The ability to share and analyze data while protecting patient privacy is giving medical researchers a new tool in their efforts to use what one vendor calls “federated learning” to train models based on diverse data sets.
To that end, researchers at GPU leader Nvidia working with a team at King’s College London came up with a way to use its “privacy-preserving” federated learning approach to train machine learning algorithms, specifically a neural network used for cancer research known as brain tumor segmentation.
Nvidia’s is among a growing list of frameworks aimed at balancing patient privacy with the ability to share and analyze large data sets needed to train models.
Among the challenges faced by medical researchers is the inability to collect and share clinical data in centralized repositories like data lakes. That makes it harder to train models used in, for example, Nvidia’s deep convolutional networks.
“Federated learning sidesteps this diﬃculty by bringing code to the patient data owners and only sharing intermediate model training updates among them,” the researchers noted in a research paper presented this week at a medical technology conference in China.
The researchers used Nvidia’s V100 Tensor Core GPUs for model training and inference. The goal is deployment of a secured federated learning platform that would enable “data-driven precision medicine at large scale,” the company said in a blog post.
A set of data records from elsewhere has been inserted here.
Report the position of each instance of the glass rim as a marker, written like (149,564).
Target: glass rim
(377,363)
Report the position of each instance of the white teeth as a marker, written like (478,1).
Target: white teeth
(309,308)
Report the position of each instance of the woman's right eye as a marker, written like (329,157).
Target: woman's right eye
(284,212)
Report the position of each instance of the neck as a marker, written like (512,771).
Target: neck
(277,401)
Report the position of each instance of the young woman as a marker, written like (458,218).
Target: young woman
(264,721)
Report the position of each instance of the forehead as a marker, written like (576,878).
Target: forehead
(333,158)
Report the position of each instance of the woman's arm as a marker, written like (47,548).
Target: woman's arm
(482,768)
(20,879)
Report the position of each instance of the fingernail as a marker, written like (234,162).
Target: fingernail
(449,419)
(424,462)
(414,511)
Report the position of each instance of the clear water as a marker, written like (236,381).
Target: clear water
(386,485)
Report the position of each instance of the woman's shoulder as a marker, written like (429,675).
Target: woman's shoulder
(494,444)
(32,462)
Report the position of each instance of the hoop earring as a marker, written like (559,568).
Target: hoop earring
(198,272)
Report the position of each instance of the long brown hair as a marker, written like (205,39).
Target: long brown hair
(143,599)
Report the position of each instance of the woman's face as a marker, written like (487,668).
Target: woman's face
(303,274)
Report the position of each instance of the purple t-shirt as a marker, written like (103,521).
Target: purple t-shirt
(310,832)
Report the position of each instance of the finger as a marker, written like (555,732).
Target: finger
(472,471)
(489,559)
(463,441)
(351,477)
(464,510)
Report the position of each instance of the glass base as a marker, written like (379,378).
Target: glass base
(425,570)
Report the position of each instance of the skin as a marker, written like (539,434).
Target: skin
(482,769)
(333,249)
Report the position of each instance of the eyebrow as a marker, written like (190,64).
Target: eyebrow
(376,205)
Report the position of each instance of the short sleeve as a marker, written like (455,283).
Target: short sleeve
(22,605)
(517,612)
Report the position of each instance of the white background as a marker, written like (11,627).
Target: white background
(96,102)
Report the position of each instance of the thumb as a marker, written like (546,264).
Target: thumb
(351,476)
While accurate models were possible by aggregating updates, the researchers found that a shared model could indirectly “leak” local training examples, thereby violating privacy restrictions on patient data. Hence, the researchers tested the feasibility of applying “differential-privacy” techniques in a federated learning framework.
Federated learning was applied to the problem of brain tumor segmentation, a technique whereby clinicians use an MRI to pinpoint tumors to come up with a diagnosis and treatment. The researchers used a dataset called BraTS to demonstrate their federated approach.
“The experimental results show that there is a trade-oﬀ between model performance and privacy protection costs,” the researchers noted.
“Federated learning allows collaborative and decentralized training of neural networks without sharing the patient data,” the researchers conclude in their paper. “Each node trains its own local model and, periodically, submits it to a parameter server. The server accumulates and aggregates the individual contributions to yield a global model, which is then shared with all nodes.”
While federated learning has proven promising as a way to balance privacy and access to training data, the researchers note their approach remains vulnerable to misuse, including the reconstruction of training models by a technique known as model inversion.
One countermeasure is injecting noise into the model training process, thereby distorting the updates seen by attackers while limiting the amount of detailed patient information shared among model nodes.
Once secured, the researcher assert their federated learning approach can help achieve “comparable” brain tumor segmentation performance without sharing patient data.